A friend told a story recently that she had been excited to share with some of her oldest and dearest friends that she was starting a new project and she invited them to lunch to tell them about it and include them in her enthusiasm. She was proud to be stepping out of her comfort zone to write her first book. To her surprise, their reaction was not exactly overwhelming. Their response was pretty much, “That’s cool. What are you going to order to eat?”
As she told this story, I completed related to how her heart felt by not having them share in her excitement or really offer any support or encouragement. As she sat in her car after lunch, she admitted it stung. She had wanted her long-time friends to be happy for her and have her back. It was hard not to be disappointed and have doubts.

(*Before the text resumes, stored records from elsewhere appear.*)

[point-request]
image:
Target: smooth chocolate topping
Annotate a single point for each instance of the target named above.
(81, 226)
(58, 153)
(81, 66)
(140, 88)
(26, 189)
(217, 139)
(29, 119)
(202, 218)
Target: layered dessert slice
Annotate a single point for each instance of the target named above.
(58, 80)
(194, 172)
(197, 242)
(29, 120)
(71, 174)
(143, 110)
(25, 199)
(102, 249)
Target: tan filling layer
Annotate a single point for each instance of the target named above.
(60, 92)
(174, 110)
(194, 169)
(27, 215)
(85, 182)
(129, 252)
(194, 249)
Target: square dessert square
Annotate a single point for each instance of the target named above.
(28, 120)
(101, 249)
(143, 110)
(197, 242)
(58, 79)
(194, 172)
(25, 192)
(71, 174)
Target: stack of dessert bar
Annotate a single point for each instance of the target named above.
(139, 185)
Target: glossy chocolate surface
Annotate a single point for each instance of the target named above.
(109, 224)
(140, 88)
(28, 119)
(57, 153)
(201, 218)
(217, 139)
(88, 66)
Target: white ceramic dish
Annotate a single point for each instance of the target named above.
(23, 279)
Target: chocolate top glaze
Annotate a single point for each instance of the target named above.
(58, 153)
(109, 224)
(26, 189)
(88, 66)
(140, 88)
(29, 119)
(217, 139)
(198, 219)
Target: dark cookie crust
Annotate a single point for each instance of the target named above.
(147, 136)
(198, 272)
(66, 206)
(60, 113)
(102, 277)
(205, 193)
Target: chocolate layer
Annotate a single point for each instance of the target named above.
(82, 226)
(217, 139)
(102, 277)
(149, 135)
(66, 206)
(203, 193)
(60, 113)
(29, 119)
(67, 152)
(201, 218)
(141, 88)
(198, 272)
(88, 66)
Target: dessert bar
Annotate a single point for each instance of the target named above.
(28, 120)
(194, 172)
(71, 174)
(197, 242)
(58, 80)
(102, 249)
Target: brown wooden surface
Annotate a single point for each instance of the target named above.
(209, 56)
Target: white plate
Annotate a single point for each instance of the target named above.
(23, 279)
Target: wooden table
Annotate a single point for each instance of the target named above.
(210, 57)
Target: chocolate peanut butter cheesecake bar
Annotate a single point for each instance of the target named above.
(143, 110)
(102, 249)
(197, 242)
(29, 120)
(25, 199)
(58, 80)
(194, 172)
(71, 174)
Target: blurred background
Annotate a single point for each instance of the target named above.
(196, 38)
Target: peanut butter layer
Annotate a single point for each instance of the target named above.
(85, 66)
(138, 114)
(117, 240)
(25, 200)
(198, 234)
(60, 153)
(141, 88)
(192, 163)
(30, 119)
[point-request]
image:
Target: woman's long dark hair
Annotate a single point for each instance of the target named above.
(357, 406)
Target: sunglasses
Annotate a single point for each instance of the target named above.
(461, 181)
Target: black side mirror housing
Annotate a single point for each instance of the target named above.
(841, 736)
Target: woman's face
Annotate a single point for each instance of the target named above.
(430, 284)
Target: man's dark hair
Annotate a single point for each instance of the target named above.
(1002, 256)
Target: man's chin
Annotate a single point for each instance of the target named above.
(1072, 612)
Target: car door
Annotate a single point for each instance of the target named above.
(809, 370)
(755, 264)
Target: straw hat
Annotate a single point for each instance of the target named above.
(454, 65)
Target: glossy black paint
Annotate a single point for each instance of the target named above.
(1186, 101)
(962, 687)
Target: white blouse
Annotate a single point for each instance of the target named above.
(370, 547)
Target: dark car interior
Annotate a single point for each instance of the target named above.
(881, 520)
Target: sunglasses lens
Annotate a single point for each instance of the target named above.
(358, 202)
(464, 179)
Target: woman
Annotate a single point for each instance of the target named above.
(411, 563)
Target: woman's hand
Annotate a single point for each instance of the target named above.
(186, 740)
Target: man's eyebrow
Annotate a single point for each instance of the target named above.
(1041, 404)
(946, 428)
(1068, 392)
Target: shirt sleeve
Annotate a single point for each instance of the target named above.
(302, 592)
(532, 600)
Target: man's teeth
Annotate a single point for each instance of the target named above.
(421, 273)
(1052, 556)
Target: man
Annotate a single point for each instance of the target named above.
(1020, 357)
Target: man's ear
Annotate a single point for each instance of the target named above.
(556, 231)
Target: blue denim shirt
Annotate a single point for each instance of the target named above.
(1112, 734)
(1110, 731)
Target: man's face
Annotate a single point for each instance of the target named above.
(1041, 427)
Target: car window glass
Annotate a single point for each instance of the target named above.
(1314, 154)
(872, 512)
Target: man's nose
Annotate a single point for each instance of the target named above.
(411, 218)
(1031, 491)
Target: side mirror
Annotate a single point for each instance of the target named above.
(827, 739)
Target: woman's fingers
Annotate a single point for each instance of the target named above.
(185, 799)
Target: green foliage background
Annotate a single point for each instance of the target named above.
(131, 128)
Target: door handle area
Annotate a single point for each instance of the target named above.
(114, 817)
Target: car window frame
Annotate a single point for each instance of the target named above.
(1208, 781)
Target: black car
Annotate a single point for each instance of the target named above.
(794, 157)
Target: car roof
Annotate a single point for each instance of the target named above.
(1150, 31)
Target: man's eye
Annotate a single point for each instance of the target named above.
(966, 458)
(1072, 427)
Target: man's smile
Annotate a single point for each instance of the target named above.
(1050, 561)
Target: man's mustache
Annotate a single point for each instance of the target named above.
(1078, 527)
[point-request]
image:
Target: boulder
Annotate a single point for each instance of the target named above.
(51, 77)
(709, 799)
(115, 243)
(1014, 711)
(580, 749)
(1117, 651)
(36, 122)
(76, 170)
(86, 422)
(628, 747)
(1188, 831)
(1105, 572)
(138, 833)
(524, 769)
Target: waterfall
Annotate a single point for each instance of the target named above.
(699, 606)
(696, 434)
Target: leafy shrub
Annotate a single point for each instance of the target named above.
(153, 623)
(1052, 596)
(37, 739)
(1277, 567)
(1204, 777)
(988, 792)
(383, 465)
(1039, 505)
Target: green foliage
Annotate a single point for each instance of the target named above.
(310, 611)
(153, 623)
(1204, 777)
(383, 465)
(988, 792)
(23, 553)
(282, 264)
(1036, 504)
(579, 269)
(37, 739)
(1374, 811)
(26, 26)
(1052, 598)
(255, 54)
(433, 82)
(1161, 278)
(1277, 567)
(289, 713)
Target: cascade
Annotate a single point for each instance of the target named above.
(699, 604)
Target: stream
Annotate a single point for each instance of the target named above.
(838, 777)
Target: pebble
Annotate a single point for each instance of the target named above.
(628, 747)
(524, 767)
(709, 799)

Photo credit: Henrick Edburg
When I made the decision to get back into writing and share it with the world, it was intimidating! It took a truckload of courage on my part. What if it was a complete failure? What if no one read it? What if I wasn’t as good at writing as I always felt I was? What if……? So my approach was that I would give it a try with an audience of trusted friends and family. Of course they would support me because they love me, right? If it never went any further than that circle then I could accept and move on to other endeavors.
The big surprise for me was that the people I expected to embrace my new journey and propel me forward just…..didn’t. It wasn’t that I received criticism, it was that I received…..nothing. Please understand that this is not me laying a guilt trip. We can’t expect everyone in our closest circles to understand or love everything we choose to do. But I also can’t lie and say that it didn’t sting a little. It made me question what I was doing and created a whole mind swirl of doubts. It messed with my confidence and caused me to ask myself if I’d made a mistake for even trying. I had prayed about this. I took my time to let the idea either take hold or die. I felt guided to go for it. Now what? I wondered if this little dream of mine had been silly from the beginning.
Strangely enough, my reading audience began to grow with a ground swell from, believe it or not…..Twitter. People I had connected with on the social media site embraced my blog enthusiastically, leaving comments and sending me messages that what I had written touched them. They shared my site with their connections, they buoyed my spirits, they asked for more. I began to get readers from all over the world – I even had to provide a translate feature on my blog page. I took a chance and moved from my original blog site to another that was more writer and reader friendly. It was a risky move as you never know if your readers will follow. But follow they did, and I began gaining more and more subscribers. Someone who has a large following and who I have a lot of respect for endorsed my site. Other writers recommended my page on theirs. The number of views and subscribers leapt to all new highs. People started asking me for writing advice. Sometimes I have to pinch myself as this is way more than what I could have hoped for and certainly more than I ever expected.
The most important part of this story is not the people who didn’t embrace my dream. It’s that I sought God’s guidance, listened to my heart, took a big leap and it turned out to be something amazing that feeds my soul every day. Even though there were questions and stumbles along the way, I continued to trust that sharing my heart with people was what I was supposed to be doing. Reading the comments and messages I receive continues to fuel the inspiration that becomes my essays, poems and posts.
If there’s a lesson to be learned here, it’s that we shouldn’t look for our approval from other people. We should seek approval from God, honor our giftings, and trust our own hearts. It doesn’t mean all will turn out just as we hoped and dreamed. Sometimes we have to modify our expectations, pivot as needed, and try again. And sometimes things turn out far better than we could ever have imagined. Make 2023 the year you begin to believe in yourself and let your dreams have wings. You may have to adjust, reinvent, and start over, but don’t let the expectations of others undermine what your heart is telling you to do. It might just be one of the best things you’ve ever done.
Cathey, I am not a writer as you know but your writing always inspires me. You also encouraged me to write poems for the August challenge and was very supportive of the ones I wrote so much so that I ended up writing more once the challenge was finished. And surprisingly other people liked them as well. Like you I relied on hearing from God for the inspiration to write them.
I am so glad I’ve meet you in social media and I have learned so much from you. You told me to write from my heart not let fear gets in the way and I listen to your advice. You’re writing is amazing and been sharing it to my family and they too love reading it. Your a gifted writer and you love God as much as I do too.